Presumably the plan is to divert attention from the underfunding by dramatically sacking Stevens and installing someone more sympathetic to the government’s aims for the NHS.  In one neat move Hunt and May will remove a thorn in their sides and dodge the blame for another winter of discontent.

And it’s clear that the NHS is already braced for a re-run of last winter’s horrific scenes after the closure of yet more services, continued pressure on hospital and GP services, and the impact of staff shortages and bed closures caused by the double whammy of Brexit and the latest Sustainability and Transformation plans.  It’s likely that things could get much worse in the coming months.

A&E services in particular have laid contingency plans to try head off the mayhem, but without proper support from the government they’re probably only going to be of limited help.

In Oxfordshire the CCG have already downgraded several local services such as regional maternity units and A&E is now expected to be in the firing line.

Plans in Oxford include increasing pharmacist’s presence in care homes to prevent people being taken to hospital, creating additional GP appointments on particularly busy days and placing GPs in emergency departments to help decide who needs to be seen by hospital doctors.  But if you’ll excuse an obvious metaphor, these are really just sticking plasters.

But a note of pessimism has been sounded by Larry Sanders, the Green Party’s Health Spokesperson and the brother of last year’s US presidential runner Bernie.

He warned :

I respect the enormous effort that has gone into these plans to try and tackle the problems we face.  But if we read between the lines, we simply do not have the resources to make it work.  These excellent reports do not show what can be done but rather what cannot be done.

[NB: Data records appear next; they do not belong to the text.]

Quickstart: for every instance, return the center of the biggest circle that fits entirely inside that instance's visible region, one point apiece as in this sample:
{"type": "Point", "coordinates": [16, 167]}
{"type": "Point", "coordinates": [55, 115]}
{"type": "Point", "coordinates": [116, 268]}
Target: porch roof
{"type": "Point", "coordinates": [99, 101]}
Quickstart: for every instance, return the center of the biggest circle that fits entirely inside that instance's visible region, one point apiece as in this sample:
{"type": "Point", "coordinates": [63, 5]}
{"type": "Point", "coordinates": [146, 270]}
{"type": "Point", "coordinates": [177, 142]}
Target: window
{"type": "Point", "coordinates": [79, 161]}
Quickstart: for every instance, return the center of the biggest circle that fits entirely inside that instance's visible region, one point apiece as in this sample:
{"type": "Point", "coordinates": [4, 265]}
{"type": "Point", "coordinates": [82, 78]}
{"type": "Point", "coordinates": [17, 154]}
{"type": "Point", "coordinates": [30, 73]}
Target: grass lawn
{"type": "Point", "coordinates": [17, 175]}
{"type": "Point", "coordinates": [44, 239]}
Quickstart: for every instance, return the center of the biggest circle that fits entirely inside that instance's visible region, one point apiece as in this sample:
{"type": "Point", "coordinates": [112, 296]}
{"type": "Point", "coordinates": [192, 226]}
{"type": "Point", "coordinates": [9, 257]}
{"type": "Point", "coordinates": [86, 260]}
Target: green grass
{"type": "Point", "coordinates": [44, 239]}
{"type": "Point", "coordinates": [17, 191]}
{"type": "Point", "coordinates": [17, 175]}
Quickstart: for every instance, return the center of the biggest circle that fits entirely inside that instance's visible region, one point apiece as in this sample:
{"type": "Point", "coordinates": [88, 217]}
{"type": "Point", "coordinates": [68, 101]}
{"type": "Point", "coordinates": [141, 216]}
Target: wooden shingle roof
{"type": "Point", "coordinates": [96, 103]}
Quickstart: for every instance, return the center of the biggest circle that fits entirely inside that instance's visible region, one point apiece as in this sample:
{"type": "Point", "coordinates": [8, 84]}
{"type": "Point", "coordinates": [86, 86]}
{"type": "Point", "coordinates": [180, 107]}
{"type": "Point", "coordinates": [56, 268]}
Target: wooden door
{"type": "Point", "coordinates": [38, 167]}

Chief operating officer at Oxfordshire CCG Diane Hedges said there were significant challenges the health system would have to overcome :

I am not going to sit here and tell you all it is going to be easy, we are aware of the challenges we have got in the system.  We have a massive workforce challenge, which has forced bed closures that none of us wanted to happen”  She added “We want to do further risk assessments to see if we can safety re-open beds

Comments on an article in local paper included insights from someone calling themselves ‘OxfordNurse’ : He or she paints a bleak picture of last year’s situation :

It is unfortunately fiddling whilst Rome burns. Last year was hellish, I saw patient safety compromised countless times and a lady die in horrible pain [of] totally preventably of sepsis, she was meant to have 1 on 1 care but because of short staffing the CSW [Clinical Support Worker] was asked to look after five “1 to 1” patients. Many more patients coming to serious harm or in avoidable pain.

 

Of course they have closed beds for “safety” but there is constant pressure to reopen the beds which defeats the point in them being closed for safety.  This year quite simply will be far worse.

Without enough doctors and nurses you can shuffle the deckchairs around but you aren’t going to make any serious difference to patient safety”

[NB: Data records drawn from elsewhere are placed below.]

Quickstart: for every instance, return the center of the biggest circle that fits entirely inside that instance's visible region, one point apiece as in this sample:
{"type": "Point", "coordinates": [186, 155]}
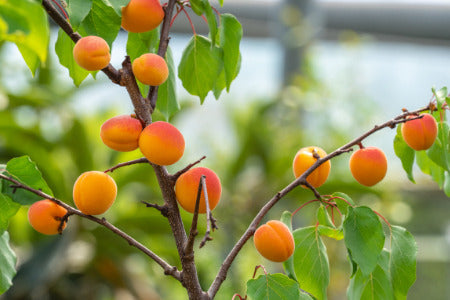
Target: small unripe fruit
{"type": "Point", "coordinates": [142, 15]}
{"type": "Point", "coordinates": [186, 189]}
{"type": "Point", "coordinates": [368, 165]}
{"type": "Point", "coordinates": [121, 133]}
{"type": "Point", "coordinates": [45, 216]}
{"type": "Point", "coordinates": [420, 134]}
{"type": "Point", "coordinates": [92, 53]}
{"type": "Point", "coordinates": [161, 143]}
{"type": "Point", "coordinates": [305, 158]}
{"type": "Point", "coordinates": [274, 241]}
{"type": "Point", "coordinates": [150, 69]}
{"type": "Point", "coordinates": [94, 192]}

In view of Hunt’s own comments on patient safety within the NHS, these sorts of insider comments are particularly chilling.  It would seem that health bosses and front-line workers realise the huge danger we are all now facing as a result of the damage already done to the health service.  Taken in context, I can see another group being set up to take a fall here – every single person that works in and uses the NHS.

We’ve already seen how weak, indecisive and lacking in leadership May is, but her behaviour now is positively murderous, at least for anyone who is likely to need health care before the spring.  And let’s face it that could be any of us.

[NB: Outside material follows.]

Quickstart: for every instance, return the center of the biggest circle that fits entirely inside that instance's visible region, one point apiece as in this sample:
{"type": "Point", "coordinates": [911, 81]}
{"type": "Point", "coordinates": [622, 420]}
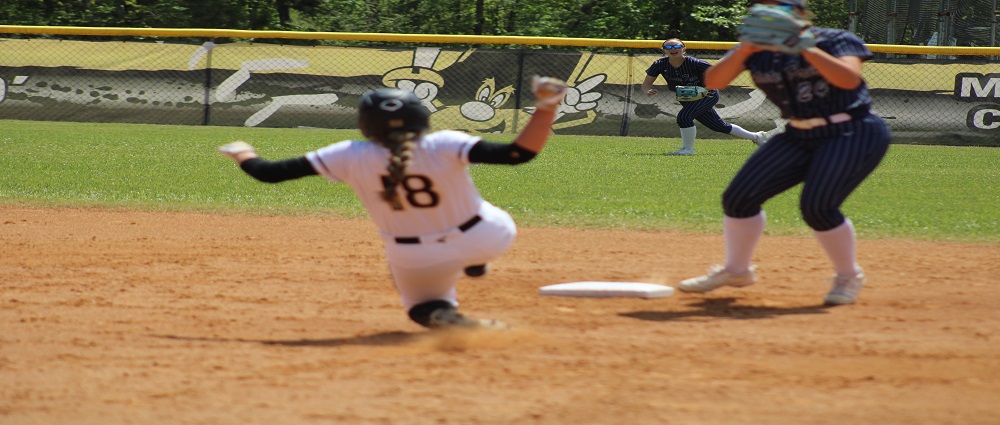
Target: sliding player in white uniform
{"type": "Point", "coordinates": [418, 191]}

Instead of giving Simon Stevens the money and the resources he and the NHS need to function effectively, May is just using him as a patsy for her own inadequacy.  Along with Hunt, she appears to be looking forward to another disaster in the NHS as  the final nail in its coffin.

The Conservatives are essentially playing games with all our lives and it looks fairly certain that people are going to suffer and die as a result.  But rather than make things better, Theresa May’s and Jeremy Hunt’s overriding priority is simply to make damn sure they have someone else to blame.